KUALA LUMPUR, Malaysia — Ships, helicopters and planes from a dozen nations widened the hunt for a missing Malaysian airliner Wednesday after newly divulged radar data suggested that the aircraft veered hundreds of miles off course before vanishing.
The information prompted the Malaysian government to ask India to join the search on the theory that Malaysia Airlines Flight 370 might have flown west toward the Indian Ocean after it vanished from civilian air-traffic control systems at 1:30 a.m Saturday en route from Kuala Lumpur to Beijing.
Adding to the welter of confusing and contradictory reports in the aviation mystery, a report from a Chinese government agency raised the possibility that the wreckage might be in the sea on the opposite side of Malaysia.
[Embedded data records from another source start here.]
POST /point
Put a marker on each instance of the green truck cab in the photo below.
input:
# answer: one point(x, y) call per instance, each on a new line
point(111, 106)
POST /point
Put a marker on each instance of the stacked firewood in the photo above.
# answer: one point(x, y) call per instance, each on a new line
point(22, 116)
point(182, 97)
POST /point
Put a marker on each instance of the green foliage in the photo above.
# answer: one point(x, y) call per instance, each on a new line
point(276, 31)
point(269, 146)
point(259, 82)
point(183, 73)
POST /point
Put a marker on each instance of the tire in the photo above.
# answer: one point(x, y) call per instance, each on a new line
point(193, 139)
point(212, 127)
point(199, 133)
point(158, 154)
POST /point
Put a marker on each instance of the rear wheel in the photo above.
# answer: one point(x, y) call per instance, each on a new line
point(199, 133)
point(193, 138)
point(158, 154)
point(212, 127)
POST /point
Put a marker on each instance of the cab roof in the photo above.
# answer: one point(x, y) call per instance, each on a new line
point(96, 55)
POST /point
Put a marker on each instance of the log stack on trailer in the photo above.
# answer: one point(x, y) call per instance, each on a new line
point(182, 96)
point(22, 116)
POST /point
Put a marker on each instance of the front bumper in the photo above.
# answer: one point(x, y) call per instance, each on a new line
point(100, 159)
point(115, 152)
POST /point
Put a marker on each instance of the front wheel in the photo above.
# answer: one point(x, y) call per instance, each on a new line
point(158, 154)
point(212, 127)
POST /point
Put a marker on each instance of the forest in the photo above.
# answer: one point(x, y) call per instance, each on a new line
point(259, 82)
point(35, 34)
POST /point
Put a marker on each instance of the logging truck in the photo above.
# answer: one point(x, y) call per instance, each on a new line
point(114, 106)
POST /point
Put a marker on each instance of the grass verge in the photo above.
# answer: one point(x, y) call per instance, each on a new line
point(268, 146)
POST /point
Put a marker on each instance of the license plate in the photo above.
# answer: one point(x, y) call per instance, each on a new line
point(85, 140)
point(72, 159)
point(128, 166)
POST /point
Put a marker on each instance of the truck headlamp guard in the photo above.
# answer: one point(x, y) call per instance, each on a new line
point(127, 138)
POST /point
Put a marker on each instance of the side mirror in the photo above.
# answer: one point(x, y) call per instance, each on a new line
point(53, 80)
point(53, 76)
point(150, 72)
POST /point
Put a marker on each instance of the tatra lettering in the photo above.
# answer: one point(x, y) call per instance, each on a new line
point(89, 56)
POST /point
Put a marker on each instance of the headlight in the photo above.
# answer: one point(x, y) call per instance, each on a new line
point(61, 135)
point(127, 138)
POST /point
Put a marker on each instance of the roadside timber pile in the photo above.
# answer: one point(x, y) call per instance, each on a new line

The China Center for Resource Satellite Data and Application said one of the government's satellites spotted "floating objects" in the "suspected crash area" of the Malaysian airliner. There was no immediate confirmation that the unidentified pieces were part of the plane's wreckage.
The center said a Chinese satellite called Gaofen-1 found "three suspected floating objects" at coordinates that would put them in waters northeast of Kuala Lumpur and south of Vietnam. It said images of the objects were captured Sunday, a day after the plane disappeared.
The center, a branch of China's State Administration for Science, Technology and Industry for National Defense, did not explain why the information was not posted to the agency's website until Wednesday.
China announced Monday that it had deployed 10 satellites to help in the search.
Hishammuddin Hussein, Malaysia's defense minister and acting transport minister, said 42 ships and 39 aircraft were scouring more than 35,000 square miles to the east and west of the Malay Peninsula for the aircraft.
Malaysia's air force chief, Gen. Rodzali Daud, said Wednesday an "unidentified plot" was seen on military radar intermittently for about 45 minutes after the plane disappeared. He said the radar trail ended at a point over the sea 200 miles northwest of Penang, on Malaysia's west coast.
"It's a plot. An unidentified plot," Rodzali said. "I'm not saying it's MH370."
However, aviation experts are questioning the quality of the radar data, which would indicate that the plane made a sharp left turn and flew hundreds of miles in the wrong direction.
Malaysia's uncertainty about the data largely explains why the search for evidence has been so chaotic. Authorities still don't know whether the plane carrying 227 passengers and nine crew members crashed or went on a ghost flight across the country and perhaps beyond.
The final words heard by air-traffic controllers from the cockpit before the plane vanished were "All right, good night," relatives of the passengers were told Wednesday, according to the Associated Press. The routine transmission shed no light on what happened to the Boeing 777.